By Press Association

Former Sun editor Rebekah Brooks told a court the newspaper's coverage of boxer Frank Bruno's mental breakdown was a "terrible mistake".

The 45-year-old said she approved the tabloid's front page story featuring the headline "Bonkers Bruno Locked Up" about the sports star's health problems in 2003.

She told the hacking trial at the Old Bailey she only realised her "blind spot" when she returned home and was alerted by her then-husband Ross Kemp.

Brooks said: "I personally made lots of mistakes during my 10-12 years as a newspaper editor….Some of which I felt were big mistakes I have tried to address.

"The Sun had a good relationship with Frank Bruno. We did lots of interviews.

"He was a great character, very friendly to the media.

"This day I was involved in many, many meetings.

"I hadn't really got on top of what happened to Frank Bruno."

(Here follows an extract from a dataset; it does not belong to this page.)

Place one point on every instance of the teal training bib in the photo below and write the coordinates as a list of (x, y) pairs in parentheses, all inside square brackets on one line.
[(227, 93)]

Brooks, of Churchill, Oxfordshire, said she was shown a proof version of the Sun's front page covering the story and gave her approval.

She went on: "I got home, put the proof down and Ross said, 'what is that? What are you doing?'.

"Looking again it was a complete blind spot.

"Ross had seen the front page and questioned how brutal it was. It was a terrible mistake I made."

Brooks said the headline was changed but featured in 15,000 of the Sun's four million copies that day.

"He had not been well and we talked to him about it obviously," she said.

"We did everything we could to make up for this copy that had gone out and indeed we did make up for it I think.

"I wanted to show in this flash of speed you can miss something perfectly obviously wrong and this was one of my worst ones at the Sun."

Brooks, who denies conspiring to hack phones, conspiring to commit misconduct in public office and conspiring to cover up evidence to pervert the course of justice, took to the witness box today for her fifth day of evidence.

Under questioning from her lawyer Jonathan Laidlaw QC, Brooks was also asked about the Sun's coverage of the death of serial killer Harold Shipman in 2007 when it ran the headline "Ship Ship hooray!".

Wearing a navy blue and white patterned top and a blue pashmina draped around her shoulders, Brooks said it was in response to the home secretary at the time releasing a statement that he was opening a bottle of champagne to celebrate the news, but admitted the headline was in "bad taste".

The former News International chief executive also described the paper's response to former Labour MP Clare Short's campaign against Page Three as "cruel and harsh".

"It was just again too personal and just wrong," she said.

Brooks told jurors the paper went too far in the way it treated Sharon Shoesmith, the social services boss who lost her job over failures in relation to the death of Baby P.

She said: "In the furore and the passion or obsession if you like, we were trying to get this campaign and trying to get justice for Baby Peter, our attack on her was again probably too cruel and harsh and over the top."